The striped structures of poly(Ac–Py) with no chiral inducer may have facilitated the helical arrangement of SmC, as evidenced by the observable fingerprint texture, shown in Figure 4. Generally, achiral SmC forms simple, tilted arrangements with layered structures. By chance, we discovered that the achiral SmC–LCs occasionally exhibited a fingerprint texture when observed via the POM. Here, mixed helicity with a clockwise and a counterclockwise helical arrangement of the achiral SmC–LCs was preferentially generated rather than the simple molecular tilted form of SmC. The combination of right-handed and left-handed helical arrangements (tentatively referred to as racemic helicity) of the achiral SmC generated helical structures that could partly exhibit the above mentioned fingerprint structures like those noted in SmC*.

4. Conclusions

We synthesized a polyacetylene derivative bearing a pyrimidine-type three-ringed mesogenic core that exhibited SmC characteristics.
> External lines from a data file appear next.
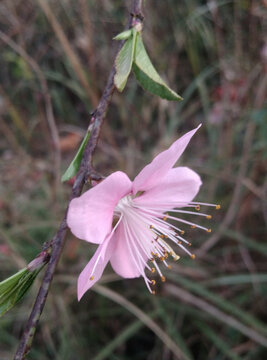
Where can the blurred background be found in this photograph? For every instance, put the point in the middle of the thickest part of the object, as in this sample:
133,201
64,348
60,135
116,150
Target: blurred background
55,59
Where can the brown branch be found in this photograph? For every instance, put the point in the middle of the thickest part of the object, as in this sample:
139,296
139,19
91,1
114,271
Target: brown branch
86,172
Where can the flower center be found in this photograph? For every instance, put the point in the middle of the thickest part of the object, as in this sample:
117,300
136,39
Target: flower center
148,235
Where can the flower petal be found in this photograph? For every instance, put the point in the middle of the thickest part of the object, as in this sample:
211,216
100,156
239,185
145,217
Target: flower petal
94,269
90,215
177,188
122,259
153,173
Gas-phase iodine doping of the polymer induced chemical interaction between the polyene and iodine, which served as the electron acceptor, to form charge carrier solitons. The fluorine atom on the side chain of the mesogen altered the mesogen itself, thus, resulting in a tilted LC. The addition of a small number of chiral inducers (dopants) yielded SmC*, which exhibited a helical structure similar to that of the chiral version of SmC, as Direct Conversion to chiral polymeric LC.

5. Instruments

Molecular weights of the polymers were determined by GPC against polystyrene standards using THF as an eluent with a 5 μm-MIXED-D column (Polymer Laboratories, Church Stretton), a PU-980 HPLC pump (JASCO, Tokyo, Japan), and an MD-915 multiwavelength detector (JASCO, Tokyo, Japan). ¹H NMR spectrum was recorded on a JNM-ECS-400 NMR Spectrometer (JEOL, Tokyo). All signals were reported in ppm with the internal TMS (tetramethylsilane) at 0.00 ppm. FT-IR absorption spectra were obtained with an FT/IR-4600 (JASCO) using the KBr method. All spectra were recorded between 400 and 4000 cm⁻¹ with a resolution of 4 cm⁻¹. POM observation was conducted with an Eclipse LV100 high resolution polarizing microscope (Nikon, Tokyo, Japan). UV-Vis absorption spectra were recorded on a V-630 UV-Vis spectrophotometer (JASCO, Tokyo, Japan). DSC measurements were performed with an EXSTAR7000 (Seiko Instruments Inc., Chiba, Japan). ESR measurements were conducted with a JES-TE-200 (JEOL, Tokyo, Japan) with X-band.